Spleen du désert

Les Filles de Illighadad

La première fois que Fatou Seidi Ghali a quitté le Niger, c’était l’an dernier, pour donner un concert en Suède. La jeune femme et sa cousine Alamnou Akrouni avaient alors débarqué en plein hiver. La neige avait évidemment envahi les rues. Elles n’avaient jamais vu ça. « Chez nous, si vous voulez de la glace, vous devez en acheter. Là, il y en avait partout, par terre, sur les toits, etc. » Allongée sur sa paillasse, dans les « loges » des artistes du festival Taragalte, Fatou raconte l’anecdote paresseusement. Le visage imperturbable à la Buster Keaton, elle ne sourit pas. Elle ne sourit jamais.

Avec Alamnou, elles forment Les Filles de Illighadad, du nom du petit hameau dont elle est originaire, dans la région de Tahoua. Inutile de chercher le bled sur Google Maps: il ne s’y trouve pas. En gros, l’endroit se résume à « quelques tentes, une école et quelques cases en argile« , explique leur cousin Ahmoudou Madassane, qui les accompagne sur scène et qui sert de traducteur. Récemment, leur manager français a voulu les retrouver sur place: il a dû rebrousser chemin. Impossible de financer l’escorte armée exigée par les autorités, dans une région où les groupes djihadistes ont tendance à pulluler…

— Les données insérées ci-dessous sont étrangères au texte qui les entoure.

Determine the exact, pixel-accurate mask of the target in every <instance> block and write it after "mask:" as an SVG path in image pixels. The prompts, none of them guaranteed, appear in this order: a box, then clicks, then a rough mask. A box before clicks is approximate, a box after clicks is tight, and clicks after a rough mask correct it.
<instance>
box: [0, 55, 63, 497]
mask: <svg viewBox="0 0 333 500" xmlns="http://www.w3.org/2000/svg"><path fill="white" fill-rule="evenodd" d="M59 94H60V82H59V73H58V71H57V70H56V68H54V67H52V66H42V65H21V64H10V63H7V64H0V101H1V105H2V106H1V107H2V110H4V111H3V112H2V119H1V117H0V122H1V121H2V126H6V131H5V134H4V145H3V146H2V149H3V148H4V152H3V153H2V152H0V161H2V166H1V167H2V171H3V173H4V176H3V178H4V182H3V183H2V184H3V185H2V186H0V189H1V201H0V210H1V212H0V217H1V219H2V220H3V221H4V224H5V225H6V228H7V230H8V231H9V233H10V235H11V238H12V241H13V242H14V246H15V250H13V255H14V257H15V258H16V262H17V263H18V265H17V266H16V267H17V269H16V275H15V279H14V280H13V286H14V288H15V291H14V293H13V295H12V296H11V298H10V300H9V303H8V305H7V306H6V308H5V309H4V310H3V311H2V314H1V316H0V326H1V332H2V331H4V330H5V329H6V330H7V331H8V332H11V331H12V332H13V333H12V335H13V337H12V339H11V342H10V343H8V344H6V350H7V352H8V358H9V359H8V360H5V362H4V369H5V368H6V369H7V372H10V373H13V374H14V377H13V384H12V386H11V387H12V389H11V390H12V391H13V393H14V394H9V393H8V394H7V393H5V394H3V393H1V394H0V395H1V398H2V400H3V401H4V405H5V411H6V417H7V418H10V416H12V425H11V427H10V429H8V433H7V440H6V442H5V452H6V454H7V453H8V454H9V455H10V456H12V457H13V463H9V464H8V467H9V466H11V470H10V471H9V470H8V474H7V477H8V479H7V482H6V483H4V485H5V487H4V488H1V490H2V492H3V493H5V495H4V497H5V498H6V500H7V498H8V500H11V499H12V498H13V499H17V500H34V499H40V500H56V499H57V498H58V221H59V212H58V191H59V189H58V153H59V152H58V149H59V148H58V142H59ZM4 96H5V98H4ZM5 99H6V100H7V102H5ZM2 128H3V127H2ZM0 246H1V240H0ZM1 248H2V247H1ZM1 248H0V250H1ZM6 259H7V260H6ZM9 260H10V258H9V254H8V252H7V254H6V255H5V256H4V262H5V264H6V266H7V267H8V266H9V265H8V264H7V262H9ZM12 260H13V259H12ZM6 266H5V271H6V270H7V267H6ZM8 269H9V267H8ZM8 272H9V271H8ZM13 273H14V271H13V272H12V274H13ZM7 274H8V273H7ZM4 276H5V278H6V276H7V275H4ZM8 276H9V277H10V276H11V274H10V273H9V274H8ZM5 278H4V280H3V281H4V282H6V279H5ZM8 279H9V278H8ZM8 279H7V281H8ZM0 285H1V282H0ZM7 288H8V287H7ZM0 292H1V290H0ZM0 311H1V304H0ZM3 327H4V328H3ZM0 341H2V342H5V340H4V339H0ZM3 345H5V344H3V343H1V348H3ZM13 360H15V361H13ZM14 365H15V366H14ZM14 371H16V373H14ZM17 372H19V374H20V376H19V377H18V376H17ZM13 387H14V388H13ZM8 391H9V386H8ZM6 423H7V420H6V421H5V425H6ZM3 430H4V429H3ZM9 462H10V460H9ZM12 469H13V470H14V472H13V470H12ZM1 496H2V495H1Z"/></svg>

C’est pourtant bien de là qu’a démarré l’histoire musicale des Filles. Il y a trois ans, l’Américain Christopher Kirkley, musicologue passionné par les traditions du Sahara, dérive sur le Net et finit par tomber sur une vidéo de Fatou jouant de la guitare lors d’une fête locale, à Illighadad. Il est forcément intrigué: dans la tradition touareg, et la musique tendé en particulier, les femmes jouent des percussions, mais jamais de guitare. En creusant, il découvre que Fatou est l’une des deux seules musiciennes à faire exception à la règle. Il décide alors de se rendre sur place, guidé par Ahmoudou Madassane. Sur place, il enregistre une série de morceaux, qu’il finit par publier sur son label Sahel Sounds. Entièrement acoustique, la musique proposée est saisissante. Version rurale du blues touareg, les morceaux des Filles d’Illighadad sonnent comme des comptines ancestrales, instantanément captivantes.

Aujourd’hui, les filles sont trois (Mariama Assouan les a rejointes). Lors de leur dernière tournée, elles ont profité d’un arrêt à Cologne pour rentrer pour la première fois en studio. Le résultat de ces sessions vient de sortir. Il est intitulé Eghass Malan. « C’est le nom d’un chameau. Celui qui, dans la tradition, sert à payer la dot« , détaille Fatou. Passée à l’électricité, leur musique n’a rien perdu de son immédiate beauté, ni de sa tenue hiératique. C’est pareil sur scène. Alamnou tapant sur sa calebasse, placée sur une bassine d’eau, et Fatou déclinant les arabesques sur la guitare, accompagnée par Ahmoudou Madassane. Stoïques, dans leur monde, entremêlant leurs voix avec un naturel confondant, Les Filles sont punk à leur manière. Finalement, au bout de quelques morceaux, Fatou laisse tout de même deviner un sourire. Le désert se mérite.

Les Filles de Illighadad, Eghass Malan, distr. Sahel Sounds.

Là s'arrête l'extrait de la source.